The story has a happy ending, however. By seeking creative new ways to grow, by forging strategic alliances, and by explaining the fundamental importance of our intellectual discipline, ATMO/IAP was ultimately spared. From other UA departments, we recruited eight joint faculty (with voting privileges) who are now part of the intellectual life of ATMO/IAP. With the added clout of these faculty, spread across the campus and all lobbying on our behalf, we secured funding for three to four additional faculty positions soon to be advertised. Thus, instead of being eliminated, ATMO/IAP will have more than doubled in size (counting our new joint faculty).
At about the time the elimination was first proposed, UA was undergoing a self-assessment to determine how several thematic enterprises (including earth science and environmental programs, or ESEP) that are widely distributed across many colleges and departments might be better organized. By actively and constructively participating in this review, and by inviting key faculty in other departments to participate in ATMO/IAP (with full voting privileges), we were able to add important perspective on the priorities and concerns of UA administrators. We were also able to reiterate the inherent importance of the atmospheric sciences and their links to other fields, things we had naively thought were self-evident with repeated headlines about global climate change and the ozone hole.
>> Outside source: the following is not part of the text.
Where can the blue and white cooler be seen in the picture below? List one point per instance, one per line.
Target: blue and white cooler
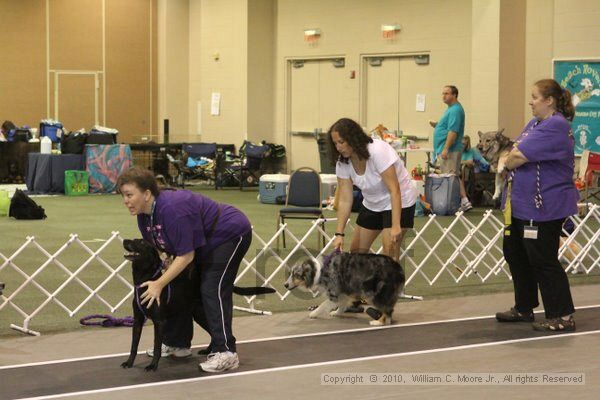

Finally, meetings between UCAR president Rick Anthes and UA administrators were a key turning point in the process that, in April 2004, elicited the response from administrators that we had all waited so long to hear: "They made the case. We will preserve Atmospheric Sciences" [Arizona Daily Wildcat, 1 April 2004].
Lessons worth noting
In hindsight, we believe our experience might be useful for other small departments. For many years, faculty in ATMO/IAP thought the importance of the atmospheric sciences and the potential for externally funded research were obvious and needed no further explanation. Clearly, this was not the case at UA; in fact, it was the ESEP review process that largely made the case for us. This study identified seven crosscutting thematic areas where investment in new faculty and the associated resources were expected to have the greatest impact:
- water sustainability
- Earth surface processes, natural resources, and hazards
- hydrometeorology and climate
- biogeochemistry and ecosystem dynamics
- environment and society
- environment and health
- engineering for a sustainable environment
It quickly became clear that the atmospheric sciences play a critical role in all these areas.
A regrettable casualty of this reorganization has been the loss of our undergraduate program, which was terminated because it consumed a disproportionately large amount of time of the few remaining faculty. Instead, ATMO/IAP has returned to its roots and again become a graduate-only program, although it does continue to offer some very popular courses for undergraduates in other departments.
There are lessons in our experience for both administrators and faculty. Administrators should be more careful and consider the hidden costs of reorganization and/or elimination before embarking on such efforts. What tends to be forgotten is the tremendous drain in research productivity and morale, not only for the faculty but also for the staff, students, and the families of all involved. For two long years, ATMO/IAP had focused almost exclusively on survival instead of advancing our science and the reputation of UA. The effects can hardly be underestimated.
Our faculty had never experienced such a situation, and initially there seemed to be only three unpleasant options. But over time, ATMO/IAP initiated a number of serious and fruitful meetings with administrators and colleagues across the UA campus; we reexamined the mission of ATMO/IAP; and we learned to actively seek alliances with other programs across campus. We also learned that the importance of the atmospheric sciences for other programs in the Earth and environmental sciences is not self-evident. Perhaps most importantly, we were able to remain courteous (well, nearly always) in these emotionally charged times.